Hey HuskerChub - Great tip on the needles being different sizes. Your point about loop size versus gap size is a good one. It made me realise that when I do the Twisted Thumb Cast On, the loop is important for the extra ease because it's all one strand. However, when I use a 2 strand cast on (like Twisted German) I usually use the tip of my thumb to make a space so I don't snug it up the stitch next to the previous one. That way (something I "unvented) I had the extra gap needed for stretch in the top. Just one of those things I now do automatically after all these years. Books, knitting, cats, fountain pens...Life is Good.

Books, knitting, cats, fountain pens...Life is Good.

teejtc's picture

One other suggestion - if you like the yarn you've used, you could add a little elastic to the cuff. There are two ways of doing it. Either (1) you can knit the elastic in while knitting the sock, or (2) you can take a needle and sew it in -- it's not thick or visible elastic, it's very, very thin and adds some stretch without the rubbery feeling that elastic sometimes has.

I've used option 2 a couple of times and been happy with the results.

Grace and Peace,

New York Built's picture

See my blog posting under What's Next, for my ramblings about twisted stitches in ribbing.

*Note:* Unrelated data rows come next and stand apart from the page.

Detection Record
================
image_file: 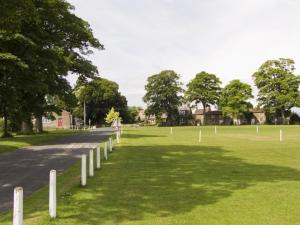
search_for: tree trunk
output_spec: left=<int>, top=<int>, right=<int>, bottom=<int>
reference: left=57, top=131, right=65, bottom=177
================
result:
left=281, top=109, right=285, bottom=125
left=1, top=105, right=12, bottom=138
left=3, top=106, right=8, bottom=134
left=35, top=115, right=43, bottom=133
left=202, top=103, right=206, bottom=125
left=21, top=120, right=33, bottom=134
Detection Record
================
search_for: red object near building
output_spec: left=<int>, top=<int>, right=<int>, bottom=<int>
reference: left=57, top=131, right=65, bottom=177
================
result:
left=57, top=118, right=63, bottom=128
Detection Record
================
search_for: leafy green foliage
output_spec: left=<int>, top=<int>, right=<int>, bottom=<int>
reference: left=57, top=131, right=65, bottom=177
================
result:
left=105, top=107, right=121, bottom=124
left=252, top=58, right=300, bottom=122
left=143, top=70, right=183, bottom=125
left=185, top=71, right=221, bottom=124
left=127, top=106, right=142, bottom=123
left=0, top=0, right=103, bottom=135
left=74, top=78, right=128, bottom=125
left=186, top=71, right=221, bottom=108
left=220, top=80, right=253, bottom=119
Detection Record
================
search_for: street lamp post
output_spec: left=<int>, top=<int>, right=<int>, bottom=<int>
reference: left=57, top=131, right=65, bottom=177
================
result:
left=83, top=100, right=86, bottom=130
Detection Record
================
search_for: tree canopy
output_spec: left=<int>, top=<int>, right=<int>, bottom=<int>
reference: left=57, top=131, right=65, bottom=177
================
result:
left=105, top=107, right=121, bottom=124
left=185, top=71, right=221, bottom=124
left=0, top=0, right=102, bottom=136
left=143, top=70, right=183, bottom=125
left=220, top=80, right=253, bottom=122
left=253, top=58, right=300, bottom=123
left=74, top=78, right=128, bottom=125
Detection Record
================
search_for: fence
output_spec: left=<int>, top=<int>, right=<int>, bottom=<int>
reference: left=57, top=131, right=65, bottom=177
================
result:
left=12, top=130, right=122, bottom=225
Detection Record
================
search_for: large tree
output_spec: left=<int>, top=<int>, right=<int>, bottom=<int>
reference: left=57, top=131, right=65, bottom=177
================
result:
left=220, top=80, right=253, bottom=124
left=0, top=0, right=103, bottom=135
left=143, top=70, right=183, bottom=125
left=253, top=58, right=300, bottom=124
left=74, top=78, right=128, bottom=125
left=0, top=0, right=35, bottom=136
left=185, top=71, right=221, bottom=124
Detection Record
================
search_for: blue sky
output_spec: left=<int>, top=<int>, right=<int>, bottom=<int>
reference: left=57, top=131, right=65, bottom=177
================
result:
left=68, top=0, right=300, bottom=107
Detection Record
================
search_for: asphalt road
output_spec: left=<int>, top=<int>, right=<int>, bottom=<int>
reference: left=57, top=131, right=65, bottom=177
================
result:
left=0, top=128, right=113, bottom=213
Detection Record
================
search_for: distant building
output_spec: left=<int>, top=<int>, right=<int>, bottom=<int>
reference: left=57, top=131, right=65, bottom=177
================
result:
left=193, top=108, right=266, bottom=125
left=193, top=109, right=232, bottom=125
left=251, top=109, right=267, bottom=124
left=178, top=105, right=193, bottom=125
left=42, top=110, right=74, bottom=129
left=137, top=109, right=146, bottom=122
left=145, top=114, right=156, bottom=125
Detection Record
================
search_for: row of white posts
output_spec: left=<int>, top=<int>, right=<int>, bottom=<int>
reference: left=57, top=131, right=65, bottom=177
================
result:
left=13, top=131, right=121, bottom=225
left=195, top=126, right=283, bottom=143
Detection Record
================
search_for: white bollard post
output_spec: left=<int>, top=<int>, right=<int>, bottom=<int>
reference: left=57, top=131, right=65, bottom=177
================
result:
left=96, top=146, right=101, bottom=169
left=104, top=142, right=108, bottom=160
left=13, top=187, right=23, bottom=225
left=109, top=137, right=113, bottom=152
left=198, top=130, right=202, bottom=143
left=256, top=125, right=259, bottom=134
left=170, top=127, right=173, bottom=134
left=49, top=170, right=56, bottom=218
left=214, top=126, right=217, bottom=134
left=89, top=149, right=94, bottom=177
left=280, top=129, right=283, bottom=142
left=81, top=154, right=87, bottom=186
left=116, top=132, right=120, bottom=144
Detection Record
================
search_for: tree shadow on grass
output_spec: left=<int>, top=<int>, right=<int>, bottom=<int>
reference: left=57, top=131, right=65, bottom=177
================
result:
left=35, top=144, right=300, bottom=225
left=121, top=133, right=167, bottom=139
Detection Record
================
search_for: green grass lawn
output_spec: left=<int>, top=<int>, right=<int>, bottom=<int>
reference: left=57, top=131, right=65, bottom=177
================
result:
left=0, top=129, right=80, bottom=154
left=1, top=125, right=300, bottom=225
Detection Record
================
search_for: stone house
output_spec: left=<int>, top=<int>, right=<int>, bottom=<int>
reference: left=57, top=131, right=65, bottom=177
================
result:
left=193, top=109, right=233, bottom=125
left=193, top=108, right=266, bottom=125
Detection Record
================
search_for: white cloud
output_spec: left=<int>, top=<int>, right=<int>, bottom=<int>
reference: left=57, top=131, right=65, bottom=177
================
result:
left=68, top=0, right=300, bottom=107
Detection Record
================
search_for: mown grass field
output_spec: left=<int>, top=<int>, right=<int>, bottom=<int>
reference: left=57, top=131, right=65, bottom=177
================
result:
left=1, top=125, right=300, bottom=225
left=0, top=129, right=80, bottom=154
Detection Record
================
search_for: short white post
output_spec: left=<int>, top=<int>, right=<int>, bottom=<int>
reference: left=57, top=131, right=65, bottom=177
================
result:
left=170, top=127, right=173, bottom=134
left=49, top=170, right=56, bottom=218
left=96, top=146, right=101, bottom=169
left=13, top=187, right=23, bottom=225
left=89, top=149, right=94, bottom=177
left=198, top=130, right=202, bottom=143
left=116, top=132, right=120, bottom=144
left=214, top=126, right=217, bottom=134
left=280, top=129, right=283, bottom=142
left=104, top=142, right=108, bottom=160
left=81, top=154, right=86, bottom=186
left=256, top=125, right=259, bottom=134
left=109, top=137, right=113, bottom=152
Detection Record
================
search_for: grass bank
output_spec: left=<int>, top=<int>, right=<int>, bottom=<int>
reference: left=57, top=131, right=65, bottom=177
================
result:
left=1, top=126, right=300, bottom=225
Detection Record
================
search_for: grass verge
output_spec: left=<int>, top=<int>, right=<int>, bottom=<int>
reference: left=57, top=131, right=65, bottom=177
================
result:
left=1, top=126, right=300, bottom=225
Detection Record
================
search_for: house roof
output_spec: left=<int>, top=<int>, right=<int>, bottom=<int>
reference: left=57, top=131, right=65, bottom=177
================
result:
left=193, top=109, right=222, bottom=115
left=250, top=108, right=265, bottom=113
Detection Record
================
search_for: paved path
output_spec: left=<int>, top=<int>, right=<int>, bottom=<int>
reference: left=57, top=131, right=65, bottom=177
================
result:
left=0, top=128, right=113, bottom=213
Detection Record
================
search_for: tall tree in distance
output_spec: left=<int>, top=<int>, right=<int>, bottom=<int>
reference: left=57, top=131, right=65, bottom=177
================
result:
left=74, top=78, right=128, bottom=125
left=253, top=58, right=300, bottom=124
left=220, top=80, right=253, bottom=124
left=185, top=71, right=221, bottom=124
left=143, top=70, right=183, bottom=125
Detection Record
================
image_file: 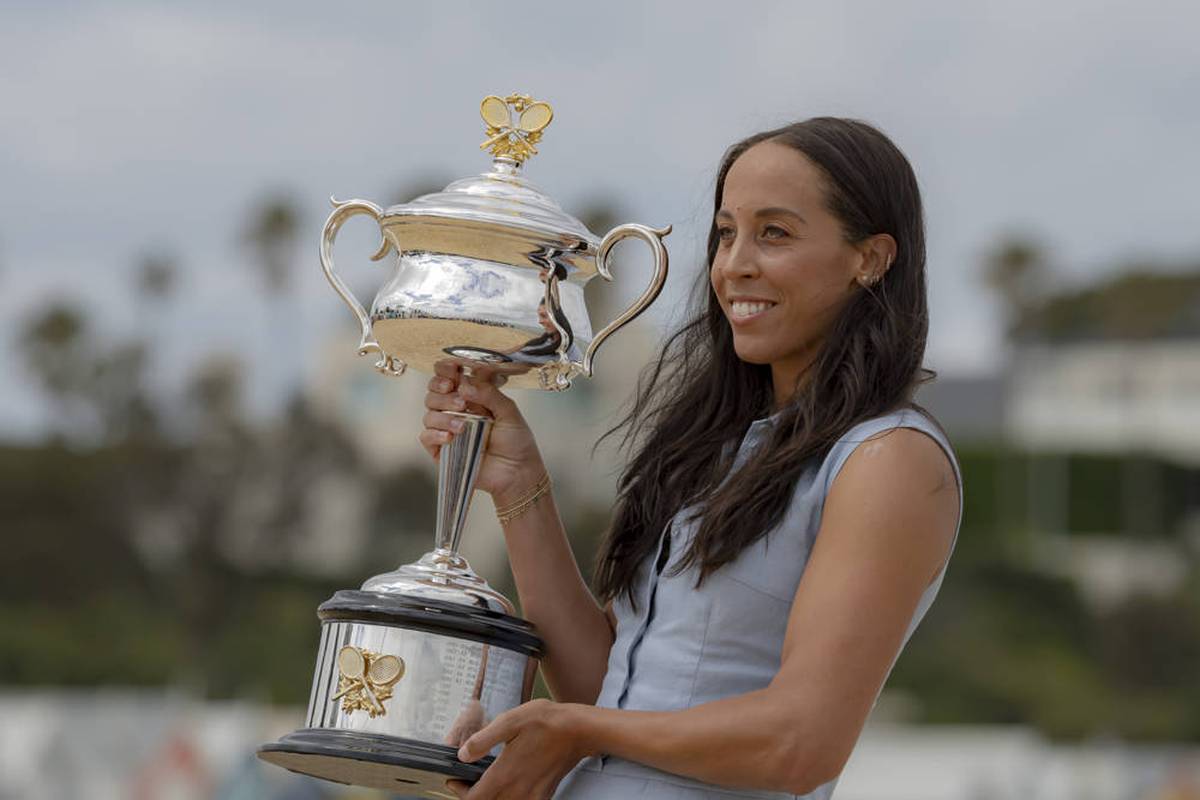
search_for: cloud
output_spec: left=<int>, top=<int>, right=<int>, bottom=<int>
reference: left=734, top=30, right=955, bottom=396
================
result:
left=1, top=0, right=1199, bottom=431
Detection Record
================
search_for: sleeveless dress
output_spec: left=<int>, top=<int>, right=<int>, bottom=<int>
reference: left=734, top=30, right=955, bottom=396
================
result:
left=554, top=408, right=963, bottom=799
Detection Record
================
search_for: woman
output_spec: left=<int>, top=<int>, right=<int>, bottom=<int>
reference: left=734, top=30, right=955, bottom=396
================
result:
left=420, top=118, right=962, bottom=799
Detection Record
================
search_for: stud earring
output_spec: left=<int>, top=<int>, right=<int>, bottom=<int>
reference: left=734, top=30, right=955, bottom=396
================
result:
left=859, top=253, right=892, bottom=289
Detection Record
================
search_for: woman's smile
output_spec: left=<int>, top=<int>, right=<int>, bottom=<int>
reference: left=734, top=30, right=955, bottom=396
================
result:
left=728, top=298, right=777, bottom=322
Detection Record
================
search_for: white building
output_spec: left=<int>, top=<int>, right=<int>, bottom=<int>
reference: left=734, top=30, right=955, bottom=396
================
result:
left=1006, top=340, right=1200, bottom=463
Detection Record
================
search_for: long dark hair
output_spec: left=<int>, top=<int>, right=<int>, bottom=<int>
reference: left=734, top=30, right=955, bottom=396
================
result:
left=593, top=117, right=931, bottom=604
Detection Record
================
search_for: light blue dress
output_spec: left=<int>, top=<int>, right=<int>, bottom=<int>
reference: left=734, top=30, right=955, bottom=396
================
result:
left=555, top=408, right=963, bottom=799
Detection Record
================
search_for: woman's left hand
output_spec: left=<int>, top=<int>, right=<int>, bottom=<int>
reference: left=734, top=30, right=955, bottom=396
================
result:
left=446, top=698, right=593, bottom=800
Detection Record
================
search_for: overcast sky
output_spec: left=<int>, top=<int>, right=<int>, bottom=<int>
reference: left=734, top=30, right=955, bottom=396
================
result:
left=2, top=0, right=1198, bottom=437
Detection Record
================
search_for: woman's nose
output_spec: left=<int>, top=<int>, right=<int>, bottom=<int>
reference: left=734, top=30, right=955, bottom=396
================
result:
left=720, top=239, right=761, bottom=279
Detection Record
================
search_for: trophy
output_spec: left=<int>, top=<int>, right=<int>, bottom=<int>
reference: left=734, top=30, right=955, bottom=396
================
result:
left=258, top=94, right=670, bottom=795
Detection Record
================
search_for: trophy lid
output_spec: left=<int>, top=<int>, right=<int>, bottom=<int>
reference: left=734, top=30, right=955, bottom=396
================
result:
left=380, top=94, right=601, bottom=265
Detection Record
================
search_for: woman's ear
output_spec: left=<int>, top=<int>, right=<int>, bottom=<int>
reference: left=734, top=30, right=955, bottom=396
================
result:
left=853, top=234, right=898, bottom=289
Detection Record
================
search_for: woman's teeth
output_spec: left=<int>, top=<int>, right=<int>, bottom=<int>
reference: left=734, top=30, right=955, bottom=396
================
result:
left=731, top=301, right=774, bottom=318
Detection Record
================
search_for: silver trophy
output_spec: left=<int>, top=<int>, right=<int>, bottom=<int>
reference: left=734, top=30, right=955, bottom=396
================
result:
left=259, top=94, right=670, bottom=795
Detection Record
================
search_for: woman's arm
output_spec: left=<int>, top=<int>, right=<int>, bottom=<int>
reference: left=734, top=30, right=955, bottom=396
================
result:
left=488, top=467, right=614, bottom=704
left=454, top=427, right=960, bottom=798
left=422, top=366, right=614, bottom=704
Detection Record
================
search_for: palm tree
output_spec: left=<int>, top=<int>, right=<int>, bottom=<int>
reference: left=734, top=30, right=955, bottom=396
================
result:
left=241, top=194, right=302, bottom=294
left=983, top=236, right=1051, bottom=338
left=136, top=252, right=177, bottom=302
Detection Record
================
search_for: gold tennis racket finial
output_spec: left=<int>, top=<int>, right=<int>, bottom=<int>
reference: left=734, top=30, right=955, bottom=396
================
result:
left=479, top=93, right=554, bottom=165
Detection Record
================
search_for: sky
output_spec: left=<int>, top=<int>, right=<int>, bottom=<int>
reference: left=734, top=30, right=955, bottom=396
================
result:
left=2, top=0, right=1199, bottom=437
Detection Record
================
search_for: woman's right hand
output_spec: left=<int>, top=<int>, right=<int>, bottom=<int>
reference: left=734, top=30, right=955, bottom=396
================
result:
left=420, top=361, right=548, bottom=507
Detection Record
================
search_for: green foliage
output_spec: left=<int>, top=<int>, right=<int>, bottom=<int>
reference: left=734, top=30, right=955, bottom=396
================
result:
left=0, top=444, right=152, bottom=605
left=0, top=599, right=183, bottom=688
left=0, top=393, right=396, bottom=705
left=1015, top=268, right=1200, bottom=343
left=956, top=447, right=1195, bottom=542
left=193, top=578, right=345, bottom=702
left=369, top=465, right=438, bottom=569
left=1064, top=454, right=1126, bottom=534
left=18, top=303, right=159, bottom=443
left=4, top=432, right=1200, bottom=739
left=982, top=234, right=1200, bottom=343
left=955, top=446, right=1030, bottom=560
left=886, top=436, right=1200, bottom=742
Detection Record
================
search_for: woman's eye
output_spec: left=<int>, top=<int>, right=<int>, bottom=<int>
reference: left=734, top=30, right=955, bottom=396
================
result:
left=716, top=226, right=736, bottom=242
left=762, top=225, right=788, bottom=239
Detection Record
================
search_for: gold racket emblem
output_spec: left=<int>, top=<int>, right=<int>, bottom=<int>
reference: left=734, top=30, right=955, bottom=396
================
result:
left=331, top=645, right=405, bottom=718
left=479, top=93, right=554, bottom=165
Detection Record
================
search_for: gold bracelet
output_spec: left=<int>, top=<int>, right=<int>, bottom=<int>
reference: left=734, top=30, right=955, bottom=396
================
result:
left=496, top=471, right=550, bottom=513
left=495, top=471, right=552, bottom=524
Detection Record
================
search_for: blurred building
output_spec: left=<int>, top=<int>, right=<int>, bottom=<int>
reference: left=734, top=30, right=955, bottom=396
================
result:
left=925, top=269, right=1200, bottom=458
left=1007, top=340, right=1200, bottom=463
left=1011, top=269, right=1198, bottom=461
left=920, top=343, right=1200, bottom=463
left=920, top=271, right=1200, bottom=613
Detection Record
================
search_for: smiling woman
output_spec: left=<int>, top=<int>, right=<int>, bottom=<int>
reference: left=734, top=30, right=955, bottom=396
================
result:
left=420, top=118, right=961, bottom=800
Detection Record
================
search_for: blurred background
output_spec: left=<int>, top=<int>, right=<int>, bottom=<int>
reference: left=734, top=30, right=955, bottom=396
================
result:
left=2, top=1, right=1198, bottom=798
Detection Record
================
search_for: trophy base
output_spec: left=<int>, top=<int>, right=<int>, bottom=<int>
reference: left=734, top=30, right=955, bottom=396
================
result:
left=259, top=729, right=491, bottom=797
left=361, top=548, right=514, bottom=614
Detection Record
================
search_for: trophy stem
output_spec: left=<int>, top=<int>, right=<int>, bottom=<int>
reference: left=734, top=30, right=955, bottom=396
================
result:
left=359, top=409, right=510, bottom=612
left=435, top=412, right=492, bottom=555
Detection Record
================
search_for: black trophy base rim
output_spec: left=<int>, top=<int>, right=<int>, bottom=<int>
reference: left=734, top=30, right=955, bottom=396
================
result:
left=320, top=589, right=544, bottom=658
left=258, top=728, right=492, bottom=795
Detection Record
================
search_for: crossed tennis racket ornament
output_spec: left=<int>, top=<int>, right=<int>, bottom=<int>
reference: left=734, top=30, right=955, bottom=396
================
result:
left=331, top=645, right=405, bottom=718
left=478, top=93, right=553, bottom=163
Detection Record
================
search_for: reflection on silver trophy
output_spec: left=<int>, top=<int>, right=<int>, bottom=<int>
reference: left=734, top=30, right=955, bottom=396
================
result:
left=258, top=93, right=670, bottom=795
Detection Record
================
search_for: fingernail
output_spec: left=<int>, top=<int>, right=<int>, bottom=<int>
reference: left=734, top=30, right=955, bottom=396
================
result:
left=450, top=419, right=464, bottom=432
left=459, top=385, right=475, bottom=398
left=457, top=744, right=470, bottom=761
left=437, top=379, right=451, bottom=391
left=452, top=395, right=466, bottom=409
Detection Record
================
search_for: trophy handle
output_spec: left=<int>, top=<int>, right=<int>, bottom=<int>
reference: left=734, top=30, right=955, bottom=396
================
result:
left=580, top=223, right=671, bottom=377
left=320, top=197, right=406, bottom=376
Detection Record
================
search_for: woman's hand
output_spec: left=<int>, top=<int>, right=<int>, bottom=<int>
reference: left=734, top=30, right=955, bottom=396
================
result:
left=420, top=361, right=547, bottom=505
left=446, top=698, right=593, bottom=800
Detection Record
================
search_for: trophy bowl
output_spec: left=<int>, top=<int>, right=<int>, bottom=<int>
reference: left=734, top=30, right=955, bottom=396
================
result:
left=258, top=93, right=670, bottom=795
left=317, top=93, right=669, bottom=391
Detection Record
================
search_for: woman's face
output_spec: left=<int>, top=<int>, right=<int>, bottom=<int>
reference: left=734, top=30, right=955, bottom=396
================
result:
left=710, top=140, right=865, bottom=397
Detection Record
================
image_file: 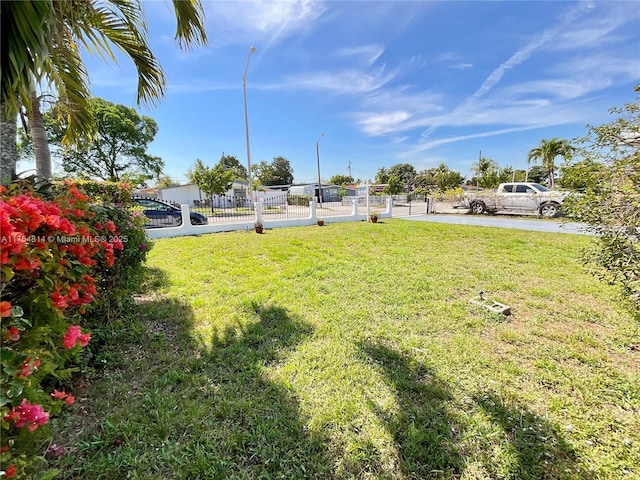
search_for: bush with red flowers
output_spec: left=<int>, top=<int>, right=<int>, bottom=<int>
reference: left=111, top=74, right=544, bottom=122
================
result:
left=0, top=179, right=150, bottom=477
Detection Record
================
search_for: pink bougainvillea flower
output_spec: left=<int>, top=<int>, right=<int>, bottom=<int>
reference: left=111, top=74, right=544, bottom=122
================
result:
left=78, top=333, right=91, bottom=347
left=0, top=301, right=11, bottom=317
left=46, top=443, right=66, bottom=458
left=3, top=398, right=49, bottom=431
left=17, top=357, right=41, bottom=377
left=63, top=325, right=91, bottom=349
left=4, top=326, right=20, bottom=342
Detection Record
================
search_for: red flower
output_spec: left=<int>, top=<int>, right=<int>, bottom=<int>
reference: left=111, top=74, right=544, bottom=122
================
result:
left=51, top=389, right=75, bottom=405
left=13, top=256, right=41, bottom=271
left=52, top=290, right=68, bottom=310
left=68, top=186, right=89, bottom=201
left=0, top=301, right=11, bottom=317
left=44, top=214, right=61, bottom=228
left=105, top=220, right=116, bottom=232
left=5, top=464, right=16, bottom=478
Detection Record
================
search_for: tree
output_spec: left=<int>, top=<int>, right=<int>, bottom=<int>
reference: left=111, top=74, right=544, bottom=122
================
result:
left=558, top=158, right=606, bottom=192
left=219, top=154, right=248, bottom=180
left=375, top=167, right=389, bottom=184
left=383, top=175, right=404, bottom=196
left=414, top=164, right=464, bottom=193
left=253, top=156, right=294, bottom=185
left=526, top=165, right=546, bottom=184
left=435, top=169, right=465, bottom=191
left=563, top=85, right=640, bottom=314
left=388, top=163, right=416, bottom=186
left=329, top=174, right=354, bottom=185
left=0, top=0, right=207, bottom=183
left=527, top=138, right=573, bottom=188
left=45, top=98, right=163, bottom=187
left=188, top=158, right=235, bottom=211
left=476, top=167, right=512, bottom=189
left=471, top=156, right=498, bottom=178
left=156, top=174, right=181, bottom=189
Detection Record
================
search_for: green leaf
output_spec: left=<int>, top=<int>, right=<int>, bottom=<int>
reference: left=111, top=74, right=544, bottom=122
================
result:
left=7, top=379, right=24, bottom=398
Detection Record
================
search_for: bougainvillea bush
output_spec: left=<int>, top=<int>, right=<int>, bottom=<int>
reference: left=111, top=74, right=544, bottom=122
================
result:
left=0, top=180, right=150, bottom=477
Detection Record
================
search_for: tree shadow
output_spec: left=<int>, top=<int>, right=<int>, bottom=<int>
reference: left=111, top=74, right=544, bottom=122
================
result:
left=186, top=300, right=333, bottom=478
left=473, top=392, right=587, bottom=480
left=138, top=265, right=171, bottom=292
left=359, top=338, right=464, bottom=479
left=51, top=297, right=333, bottom=479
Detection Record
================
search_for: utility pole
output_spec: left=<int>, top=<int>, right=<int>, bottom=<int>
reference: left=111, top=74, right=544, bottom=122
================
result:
left=348, top=160, right=352, bottom=179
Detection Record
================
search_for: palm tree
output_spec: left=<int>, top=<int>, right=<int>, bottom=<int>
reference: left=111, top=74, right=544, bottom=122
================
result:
left=471, top=155, right=497, bottom=178
left=526, top=138, right=573, bottom=188
left=0, top=0, right=207, bottom=183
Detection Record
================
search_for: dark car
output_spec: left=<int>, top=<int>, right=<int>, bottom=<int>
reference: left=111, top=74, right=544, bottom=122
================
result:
left=133, top=197, right=208, bottom=228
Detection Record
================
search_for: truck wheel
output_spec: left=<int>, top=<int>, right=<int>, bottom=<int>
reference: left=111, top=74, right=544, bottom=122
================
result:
left=470, top=201, right=486, bottom=214
left=539, top=202, right=559, bottom=217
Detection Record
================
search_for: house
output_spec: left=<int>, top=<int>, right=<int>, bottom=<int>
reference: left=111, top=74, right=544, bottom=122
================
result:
left=158, top=181, right=248, bottom=207
left=288, top=183, right=348, bottom=202
left=158, top=181, right=287, bottom=207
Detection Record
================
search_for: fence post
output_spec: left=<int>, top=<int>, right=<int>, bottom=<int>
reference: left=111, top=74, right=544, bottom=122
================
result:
left=255, top=199, right=264, bottom=224
left=310, top=199, right=317, bottom=221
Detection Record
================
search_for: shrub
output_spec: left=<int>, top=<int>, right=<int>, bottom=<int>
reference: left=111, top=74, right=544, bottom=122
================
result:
left=287, top=194, right=312, bottom=206
left=0, top=179, right=150, bottom=477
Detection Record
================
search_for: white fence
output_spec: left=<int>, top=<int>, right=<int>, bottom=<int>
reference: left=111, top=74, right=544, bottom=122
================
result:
left=145, top=198, right=394, bottom=239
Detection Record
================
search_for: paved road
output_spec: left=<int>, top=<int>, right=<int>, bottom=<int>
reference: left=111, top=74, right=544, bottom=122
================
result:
left=399, top=214, right=592, bottom=235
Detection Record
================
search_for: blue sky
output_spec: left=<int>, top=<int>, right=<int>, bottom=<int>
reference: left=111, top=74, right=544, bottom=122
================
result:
left=64, top=1, right=640, bottom=184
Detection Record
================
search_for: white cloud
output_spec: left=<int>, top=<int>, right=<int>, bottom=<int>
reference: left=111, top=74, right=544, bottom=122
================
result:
left=264, top=63, right=398, bottom=95
left=409, top=1, right=637, bottom=143
left=339, top=45, right=385, bottom=66
left=203, top=0, right=326, bottom=49
left=355, top=111, right=413, bottom=135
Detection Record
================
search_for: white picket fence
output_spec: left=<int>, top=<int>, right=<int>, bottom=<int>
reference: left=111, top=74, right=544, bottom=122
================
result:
left=145, top=198, right=394, bottom=239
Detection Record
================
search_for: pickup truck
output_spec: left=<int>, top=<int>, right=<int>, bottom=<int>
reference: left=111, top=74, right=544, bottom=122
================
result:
left=463, top=182, right=566, bottom=217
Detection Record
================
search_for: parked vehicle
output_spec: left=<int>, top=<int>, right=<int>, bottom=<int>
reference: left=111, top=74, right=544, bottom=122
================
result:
left=133, top=197, right=208, bottom=227
left=462, top=183, right=566, bottom=217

Every person I encounter teaches me more about myself. Without whom not.

Nashrunner's picture

I always use long tail cast on for socks. I usually cast onto a larger needle than I am planning to work with. If the cast on is too tight, it feels like you're not going to be able to get the sock over your heel/instep, which for most guys I guess is the widest part of your foot. When I join in round to start the first row I always knit a couple stitches with both the working thread (you can tell I'm old school) and the end of the long tail. This keeps the "cusp" of the first row from being held together by just one ply of yarn, until subsequent rows can be completed. As far as the ribbing is concerned, I have found that 2X2 is more elastic than 1X1, or at least the way I knit it seems to be. The great thing about knitting in the round is you can gouge that puppy up over your foot while it's in process as long as it does slide off the ends of the needles! As far as number of stitches is concerned, if you're using standard fingering weight thread (there I go again-you can tell I was taught to knit by people who were born in the 1800's) a good number is usually 68-72 using size 2-3 needles. If you're using sport weight yarn, maybe 52 or so on size 5's maybe. If you're using worsted weight, maybe 48 or so using size 7 needles. And yes, I have made a couple with bulky, using size 11 needles and and think it's only about 36 or something. Unlike life, if it doesn't come out right the first time, you can yank it out and start again. Don't I wish that were true of a few other things. Good luck!